Another aspect of the capitalist perversion of education can be found in college sports. The friendly and inherently meaningless competitions of youth are increasingly packaged and quasi-professionalized. The values that would justify the otherwise nonsensical pursuit of various sized and shaped balls—camaraderie, cooperation, perseverance, self-discipline, and “sportspersonship”—have taken a back-row seat (on a bus!). To be sure, colleges still mouth the mantras of noble aspiration, but they put their money/time/prestige into luxury-box-equipped arenas, coaching salaries and training palaces. Chatbot tells me that the average Division 1 college basketball head coach is paid $2.7M and the average college professor is paid $80,000 (a ratio of 34:1). Something is clearly out of whack.

I was recently discussing the surprising outcomes (so far) in the NCAA Men’s Basketball Tournament with a friend of mine, who is a fully registered fan of many sports (particularly baseball and basketball). He explained that since it is now legit for college athletes to be paid for endorsements (since 2021) they are incented to play for teams and in cities where they can best leverage their “brand” and bring home pretty substantial (6-figure) bucks. The NCAA even made it easier for them to transfer from school to school. Thus boosting the game of the U of Miami. The whole thing is a recipe for corruption. (I offer no explanation for Princeton’s Cinderella act or other upsets during the tournament).

Now, I do not begrudge young athletes “cashing in” on their abilities. The line between “professional” and “amateur” athletes is hopelessly blurred. Rather, my concern is with the remnants of integrity to be found in the halls of academe. Under the rubric of “competition,” such student-athletes are scouted, recruited, subsidized, tutored, and graduated on the backs of a wave of resources that dwarfs those available to the average student.

And for what? The prestige of being an also-ran in a tournament of the top 72 college teams in the country (i.e., one of the 71 teams that didn’t win; that’s over 98% of them). A tournament whose results, particularly for these “also-rans,” and after a year or two, fall into the nether reaches of Wikipedia.

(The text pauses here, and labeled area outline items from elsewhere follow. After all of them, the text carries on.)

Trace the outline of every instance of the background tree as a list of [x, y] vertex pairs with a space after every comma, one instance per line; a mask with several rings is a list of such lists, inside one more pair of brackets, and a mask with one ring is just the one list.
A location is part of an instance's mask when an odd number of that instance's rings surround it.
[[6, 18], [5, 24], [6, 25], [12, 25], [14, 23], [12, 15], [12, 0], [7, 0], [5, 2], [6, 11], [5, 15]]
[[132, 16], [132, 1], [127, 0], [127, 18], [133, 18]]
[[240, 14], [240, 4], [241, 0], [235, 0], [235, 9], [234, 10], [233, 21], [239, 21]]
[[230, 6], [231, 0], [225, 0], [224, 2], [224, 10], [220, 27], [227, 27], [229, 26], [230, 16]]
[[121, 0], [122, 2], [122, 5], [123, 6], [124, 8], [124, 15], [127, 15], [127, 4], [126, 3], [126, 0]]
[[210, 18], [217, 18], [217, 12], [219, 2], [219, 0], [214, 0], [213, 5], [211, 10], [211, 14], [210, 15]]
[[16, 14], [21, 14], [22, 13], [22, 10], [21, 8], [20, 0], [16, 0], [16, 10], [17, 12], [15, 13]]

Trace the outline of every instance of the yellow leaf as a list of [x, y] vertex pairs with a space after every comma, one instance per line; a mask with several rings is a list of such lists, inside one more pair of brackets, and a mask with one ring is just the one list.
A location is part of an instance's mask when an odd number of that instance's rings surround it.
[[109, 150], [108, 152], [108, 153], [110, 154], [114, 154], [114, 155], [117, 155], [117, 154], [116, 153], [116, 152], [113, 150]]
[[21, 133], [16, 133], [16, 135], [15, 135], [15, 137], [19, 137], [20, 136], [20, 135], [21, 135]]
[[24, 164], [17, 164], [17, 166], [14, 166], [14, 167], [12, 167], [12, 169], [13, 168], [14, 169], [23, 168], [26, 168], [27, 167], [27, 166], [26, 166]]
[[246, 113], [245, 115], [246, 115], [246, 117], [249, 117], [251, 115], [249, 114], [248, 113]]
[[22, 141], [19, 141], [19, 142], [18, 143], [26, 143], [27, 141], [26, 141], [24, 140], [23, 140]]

In this critique, I understand and dismiss the arguments that “all the extra money comes from outside fans/donors,” and that colleges “profit” from college athletics financially (as well as in terms of prestige). These rationales are prime evidence of submission to capitalist mentalités from institutions who are increasingly struggling to deliver their prime objective: productive and responsible adults/citizens. These colleges all have well-honed machines that take all manner of government research grants and shave off 5-10-15% as “overhead,” which funds go into the general university budgets. Why not a 25% slice of all athletic donations to support actual education?

Why not a cap on college coach’s salaries at three times the average salary of full professors or the average of the top five academic administrators in the university?

Why not a limit on recruiting expenditures? There are plenty of paid and alumni talent scouts out there. Why should some coach from Texas be scouting in California (or vice-versa)? The talent will rise, it can just rise locally.

Why not limit the number of athletic scholarships and put the resources to academically capable but needy students? Or, at least, have the scholarships available only to students from the home state of the institution? What would be lost to society if players played for the schools in their home states?

Such steps might have a marginal effect on the big athletic programs around the country, but their enactment would be a useful signal of purpose and values. This is especially true for public universities (who generally have the biggest programs and the smaller academic endowments).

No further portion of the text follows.